Buying and Selling Homes – a DataPal Use Case
Our team have been looking lately into the life event of buying, or selling, a home because this is a real-life scenario, the improvement of which proves the concept enshrined in DataPal.
Our Scenario
We wanted to explore how a new approach to the provision and flow of information, using the DataPal principles and platform, can addresses the challenges which characterise a very frustrating and opaque process for many stakeholders.
We talked to individuals and families we know about their experiences buying or selling properties, and we drew upon the considerable expertise of estate agents and lawyers in our professional network.
Prompted by one contributor’s observation, namely that:
‘People often begin the process without knowing, or having, all of the required information they will need along the way’
We concluded that there is an opportunity to improve this is several ways.
Regarding the information required from both buyer and seller perspective, its whereabouts will range from scattered across paper documents, held by agencies on our behalf, or digitised in an app or organisation web site. As such it may well not be easily accessible.
And many of those items are things that people won’t have had need of before; so there are new requirements as well as better accessing and presenting data we already have.
Our Method
So we started to map out every distinct job to be done - from start point through to conclusion – and (importantly) from both Supply and Demand perspectives.
We adapted a process mapping method to capture the analysis.
We included residential Buyer and Seller and all other contributors such as estate agents, surveyors and lawyers distinguishable by their distinct colours.
The result is a detailed schematic – the highest level is shown below.
Buying and selling your homes - no less than 59 subsidiary processes
Reasearch based on the current process in Scotland
It illustrates no less than 59 subsidiary processes and their various information flows all of which need to execute accurately to deliver the outcome.
This method enables us to explore, consider and confirm:
• have we captured everything – from trigger to conclusion?
• where are the many essential information flows and exchanges?
• what are the biggest blockers or unpredictable steps – those with the propensity to complicate things, or simply cost time and money?
That is the first step in making a benefits case for robust data intermediary services, such as those devised by DataPal, working for the buyer or seller to take much of the strain.
Building on this, we are close to identifying candidate processes which are simple enough to be completed by AI-powered agents, IF (note that’s a big IF !) the information needed were to be both accessible and guaranteed authentic.

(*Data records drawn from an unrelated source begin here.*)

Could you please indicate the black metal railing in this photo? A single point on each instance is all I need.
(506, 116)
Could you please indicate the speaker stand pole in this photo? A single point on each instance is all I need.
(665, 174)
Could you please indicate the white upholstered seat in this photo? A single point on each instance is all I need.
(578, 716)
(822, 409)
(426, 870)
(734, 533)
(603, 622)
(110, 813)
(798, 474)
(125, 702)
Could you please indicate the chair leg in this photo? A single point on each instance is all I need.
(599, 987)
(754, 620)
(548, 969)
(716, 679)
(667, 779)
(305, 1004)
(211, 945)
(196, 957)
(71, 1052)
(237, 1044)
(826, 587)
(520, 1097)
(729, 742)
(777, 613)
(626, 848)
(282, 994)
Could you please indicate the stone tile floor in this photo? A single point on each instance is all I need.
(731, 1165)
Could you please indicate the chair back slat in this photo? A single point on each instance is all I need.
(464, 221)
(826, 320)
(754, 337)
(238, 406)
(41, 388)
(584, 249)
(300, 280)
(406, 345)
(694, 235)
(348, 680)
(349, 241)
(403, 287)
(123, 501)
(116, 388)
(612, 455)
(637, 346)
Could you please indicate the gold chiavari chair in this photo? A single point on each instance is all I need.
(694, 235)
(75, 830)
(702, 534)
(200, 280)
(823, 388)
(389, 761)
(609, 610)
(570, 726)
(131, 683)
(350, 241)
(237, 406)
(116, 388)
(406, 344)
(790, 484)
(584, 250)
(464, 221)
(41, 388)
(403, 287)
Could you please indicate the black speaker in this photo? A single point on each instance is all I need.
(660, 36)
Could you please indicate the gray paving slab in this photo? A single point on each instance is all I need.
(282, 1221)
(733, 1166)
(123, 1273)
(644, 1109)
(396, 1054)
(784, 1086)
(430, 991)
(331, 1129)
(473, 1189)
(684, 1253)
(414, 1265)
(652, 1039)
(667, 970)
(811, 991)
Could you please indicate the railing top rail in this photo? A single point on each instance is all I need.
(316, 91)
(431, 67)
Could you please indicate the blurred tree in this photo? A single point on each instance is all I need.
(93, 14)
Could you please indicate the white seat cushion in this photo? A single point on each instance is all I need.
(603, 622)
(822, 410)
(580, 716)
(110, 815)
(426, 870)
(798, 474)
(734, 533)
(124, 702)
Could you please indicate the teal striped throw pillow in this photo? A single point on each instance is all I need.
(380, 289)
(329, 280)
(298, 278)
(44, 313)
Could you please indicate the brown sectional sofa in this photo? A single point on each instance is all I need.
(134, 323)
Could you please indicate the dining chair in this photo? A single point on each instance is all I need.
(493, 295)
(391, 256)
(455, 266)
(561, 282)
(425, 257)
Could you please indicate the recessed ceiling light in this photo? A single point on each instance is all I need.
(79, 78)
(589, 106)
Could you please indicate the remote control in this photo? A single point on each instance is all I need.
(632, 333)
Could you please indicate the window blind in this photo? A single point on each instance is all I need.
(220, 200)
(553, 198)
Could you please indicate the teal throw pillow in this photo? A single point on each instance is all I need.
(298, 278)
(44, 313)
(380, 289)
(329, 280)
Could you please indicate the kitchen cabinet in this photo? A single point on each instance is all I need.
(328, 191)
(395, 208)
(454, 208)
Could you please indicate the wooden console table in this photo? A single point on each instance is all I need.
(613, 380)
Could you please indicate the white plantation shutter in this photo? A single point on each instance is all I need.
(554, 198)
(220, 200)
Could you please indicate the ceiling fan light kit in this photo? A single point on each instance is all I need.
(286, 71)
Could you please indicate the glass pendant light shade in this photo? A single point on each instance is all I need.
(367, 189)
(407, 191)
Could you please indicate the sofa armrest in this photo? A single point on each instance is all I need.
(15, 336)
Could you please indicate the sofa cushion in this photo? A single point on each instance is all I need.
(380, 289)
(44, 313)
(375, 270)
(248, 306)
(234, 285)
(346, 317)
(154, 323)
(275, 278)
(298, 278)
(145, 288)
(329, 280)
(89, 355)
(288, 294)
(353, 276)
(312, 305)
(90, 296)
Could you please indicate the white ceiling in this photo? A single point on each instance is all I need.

What This Means for Process and Stakeholders
Thinking ahead to how the whole landscape could be impacted if this use case were operationalised, we envisage several game-changing outcomes:
Huge leaps forward from that ability to understand when the needs of the two parties intersect; alerting all stakeholders to exactly what data is required, when, and which of the parties is responsible for providing and verifying it.
Deliver transparency and clarity on the overall journey :
Set out the series of ‘jobs to be done’/ steps that the buyer must take and build a schedule for that.
Set out the equivalent steps that a seller must take and build a schedule for that.
Derive metrics like ‘estimated completion date’ for each sub-process; and thus for the entire end-to-end scenario.
See the ‘happy path’, in which every step happens efficiently, on schedule for both parties.
Also, know the risk of any ‘unhappy paths’ when one or more sub-processes fails to meet schedule, or indeed fails to complete at all.
Feed data into ‘whole of market’ research and understanding.
Importantly, support a better understanding and acknowledgement of those key processes where the needs of the parties do not “align” quite so readily, such as in price or terms negotiation.
Here is where regulated professionals really demonstrate their expertise – the human touch and creative thinking which makes the difference, and thereby delivers true value to, their clients.
This can also make a big difference to the emotional stress of the decisions needed by both seller and buyer when circumstances demand.
Once the data inputs to, and outputs from, a process are known, we see many opportunities for automation and agentification; i.e. the use of AI enabled software agents. Agents can and will operate on behalf of both parties with specific briefs/scope and guardrails.
An additional benefit of introducing smart personal data services into the overall home buying/selling industry would be that data built during the process lives on afterwards and each property builds its own more comprehensive and traceable data-set.
Conclusion
Proving the Concept with this first Use Case confirms our hypothesis that personal data services and AI-powered agents, fiduciary to each relevant party, have huge potential to support people through, and significantly streamline, the home buying/ selling process.